I was very pleased for the invitation, and not just because it gives me a chance to chuckle to myself about being the single guy who flies across the country to talk about marriage! No, the reason I was pleased is because I was recently with dozens of executive and general presbyteries, and they said that most of the teaching and ruling elders in their presbyteries did not want to talk about marriage, because the risk for dissension and conflict was so high. The logic seemed to be, why talk about it until we have to?

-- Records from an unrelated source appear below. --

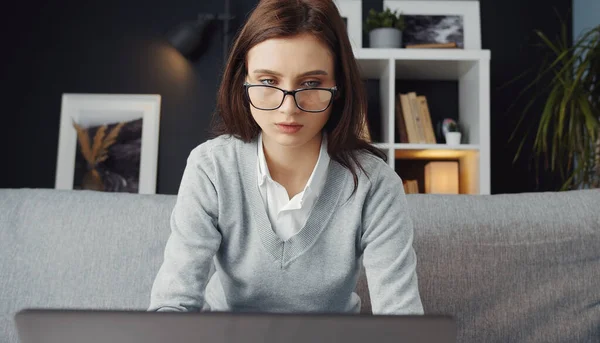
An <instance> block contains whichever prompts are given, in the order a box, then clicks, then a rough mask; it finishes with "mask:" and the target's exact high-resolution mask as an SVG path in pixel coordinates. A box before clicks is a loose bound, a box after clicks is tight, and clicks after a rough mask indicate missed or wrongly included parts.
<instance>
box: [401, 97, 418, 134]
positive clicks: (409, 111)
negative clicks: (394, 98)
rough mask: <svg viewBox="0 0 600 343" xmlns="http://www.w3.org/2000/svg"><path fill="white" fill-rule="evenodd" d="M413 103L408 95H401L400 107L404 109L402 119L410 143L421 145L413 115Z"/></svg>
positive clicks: (417, 129)
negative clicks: (401, 107) (405, 126)
mask: <svg viewBox="0 0 600 343" xmlns="http://www.w3.org/2000/svg"><path fill="white" fill-rule="evenodd" d="M410 103H411V101H410V99H409V98H408V94H400V105H401V107H402V117H403V118H404V124H405V126H406V133H407V136H408V143H419V132H418V126H417V123H416V121H415V118H414V116H413V114H412V106H411V104H410Z"/></svg>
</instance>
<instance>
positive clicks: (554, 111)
mask: <svg viewBox="0 0 600 343" xmlns="http://www.w3.org/2000/svg"><path fill="white" fill-rule="evenodd" d="M560 22H561V35H560V37H559V38H557V39H555V41H551V40H550V39H549V38H548V37H547V36H546V35H545V34H544V33H543V32H541V31H539V30H536V31H535V33H536V35H537V37H538V38H539V39H540V42H541V43H540V45H541V46H542V48H543V49H544V50H545V53H546V59H545V60H544V61H543V62H542V64H541V67H540V69H539V71H538V73H537V75H536V76H535V78H534V80H533V81H531V82H530V83H528V84H527V86H526V87H525V88H524V89H523V90H522V91H521V92H520V93H519V95H518V97H517V100H518V99H519V98H520V97H522V96H525V95H527V96H529V97H530V99H529V101H528V102H527V105H526V106H525V107H524V109H523V111H522V116H521V117H520V119H519V122H518V123H517V126H516V127H515V130H514V131H513V133H512V135H511V137H510V139H509V141H512V140H514V139H515V138H516V137H519V136H520V138H521V141H520V144H519V146H518V148H517V151H516V154H515V157H514V160H513V162H515V161H516V160H517V159H518V158H519V156H520V155H521V154H522V152H523V151H522V150H523V146H524V144H525V143H526V142H527V139H528V136H529V134H530V133H531V131H534V132H535V137H534V138H533V147H532V150H533V151H532V152H533V159H532V160H533V161H535V162H536V163H535V166H536V176H539V175H538V173H539V170H538V168H539V167H538V166H540V162H541V161H542V160H543V162H544V163H543V167H544V169H545V170H550V171H552V172H557V171H558V172H559V173H560V174H559V175H560V176H561V178H562V182H563V184H562V186H561V187H560V190H568V189H577V188H598V187H600V125H599V122H600V25H599V26H596V27H594V28H591V29H589V30H587V31H585V32H584V33H582V34H581V35H580V36H579V37H578V38H577V39H575V40H574V41H573V44H569V41H568V39H567V35H568V30H567V25H566V24H565V22H564V21H563V20H562V19H560ZM524 75H525V74H522V75H520V76H518V77H517V78H516V79H519V78H521V77H523V76H524ZM513 81H514V80H513ZM511 82H512V81H511ZM540 100H541V101H542V104H543V106H542V107H543V109H542V111H541V113H531V107H532V106H533V105H534V103H535V102H536V101H540ZM515 104H516V101H515V103H513V105H511V108H512V107H513V106H514V105H515ZM532 115H533V116H535V117H533V118H531V117H530V116H532ZM525 118H528V119H529V120H528V121H529V122H530V123H533V125H532V127H530V128H529V129H528V130H527V131H526V134H525V135H524V136H523V135H521V134H518V133H517V129H519V128H520V127H521V126H522V125H523V122H524V119H525ZM536 124H537V127H536Z"/></svg>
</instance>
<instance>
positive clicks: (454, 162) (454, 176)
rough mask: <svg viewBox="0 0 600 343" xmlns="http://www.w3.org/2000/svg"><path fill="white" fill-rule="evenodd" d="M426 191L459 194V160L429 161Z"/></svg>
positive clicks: (426, 170)
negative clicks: (458, 178)
mask: <svg viewBox="0 0 600 343" xmlns="http://www.w3.org/2000/svg"><path fill="white" fill-rule="evenodd" d="M425 193H433V194H458V162H453V161H450V162H438V161H436V162H429V163H427V164H426V165H425Z"/></svg>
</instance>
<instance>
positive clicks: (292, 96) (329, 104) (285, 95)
mask: <svg viewBox="0 0 600 343" xmlns="http://www.w3.org/2000/svg"><path fill="white" fill-rule="evenodd" d="M252 87H268V88H274V89H277V90H280V91H282V92H283V97H281V102H280V103H279V105H278V106H277V107H273V108H260V107H258V106H256V105H254V104H253V103H252V100H251V99H250V93H249V90H250V88H252ZM244 89H245V92H244V93H246V99H248V102H249V103H250V105H252V107H254V108H256V109H258V110H261V111H273V110H276V109H278V108H279V107H281V105H283V102H284V101H285V97H286V96H287V95H288V94H289V95H291V96H292V98H294V103H295V104H296V107H298V108H299V109H300V110H302V111H304V112H310V113H320V112H324V111H326V110H327V109H328V108H329V107H330V106H331V104H332V103H333V99H334V98H335V94H336V93H337V86H333V87H331V88H323V87H312V88H299V89H295V90H293V91H287V90H285V89H281V88H279V87H275V86H271V85H263V84H260V85H251V84H249V83H248V82H245V83H244ZM311 90H323V91H329V92H330V93H331V99H329V103H328V104H327V107H325V108H324V109H322V110H318V111H311V110H305V109H303V108H302V107H300V105H298V100H297V99H296V94H297V93H300V92H302V91H311Z"/></svg>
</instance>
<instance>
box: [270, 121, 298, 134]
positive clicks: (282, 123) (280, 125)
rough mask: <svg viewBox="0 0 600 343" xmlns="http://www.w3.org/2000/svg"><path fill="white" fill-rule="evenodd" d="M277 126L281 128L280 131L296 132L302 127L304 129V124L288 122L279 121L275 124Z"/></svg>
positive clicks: (279, 130) (291, 132)
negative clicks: (285, 122)
mask: <svg viewBox="0 0 600 343" xmlns="http://www.w3.org/2000/svg"><path fill="white" fill-rule="evenodd" d="M275 126H277V129H279V131H281V132H283V133H296V132H298V131H300V129H302V127H303V126H304V125H300V124H296V123H294V124H292V123H290V124H286V123H278V124H275Z"/></svg>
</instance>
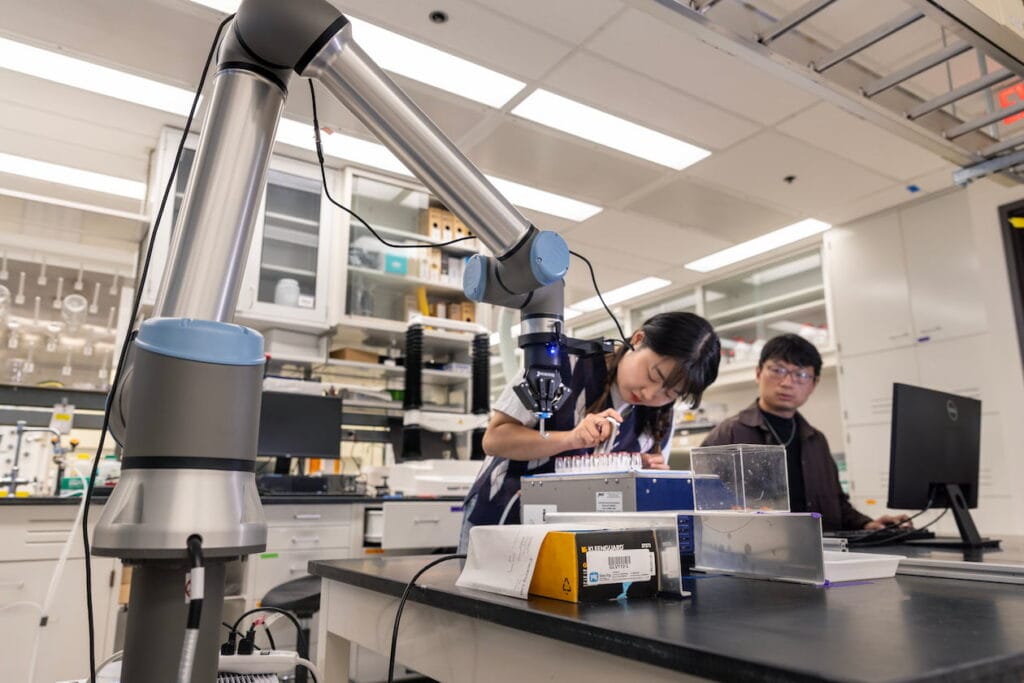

While this sentiment is understandable, I am grateful for the risk that Santa Fe Presbytery took in discussing the topic now, before there is a vote scheduled, because it will lower the risk of conflict when a vote comes their way (which seems inevitable). The process suggested in the marriage study is for people to break into pre-assigned small groups (as you can see in the picture to the left), which allows them to discuss the difficult topic with actual people who disagree and agree with them. As I listened into the group conversations, it was impressive to me how intentional and thoughtful they were with their comments. Having the time to understand more about their colleagues’ positions helps to lower anxiety and frustration which can come when the “conversation” is simply a parade of people standing at microphones speaking to a crowd about how they ought to vote.
My sense is that discussing marriage now, when there is not a vote, lowers the temperature so that when the votes come, there is more understanding and less risk of an explosion which everyone will regret. Clearly there is no need to use the marriage study that Theology and Worship developed; it is only one tool of many. But the chance to discuss this risky topic before there is a vote is a path which will help presbyteries to talk about the issue in faithful ways.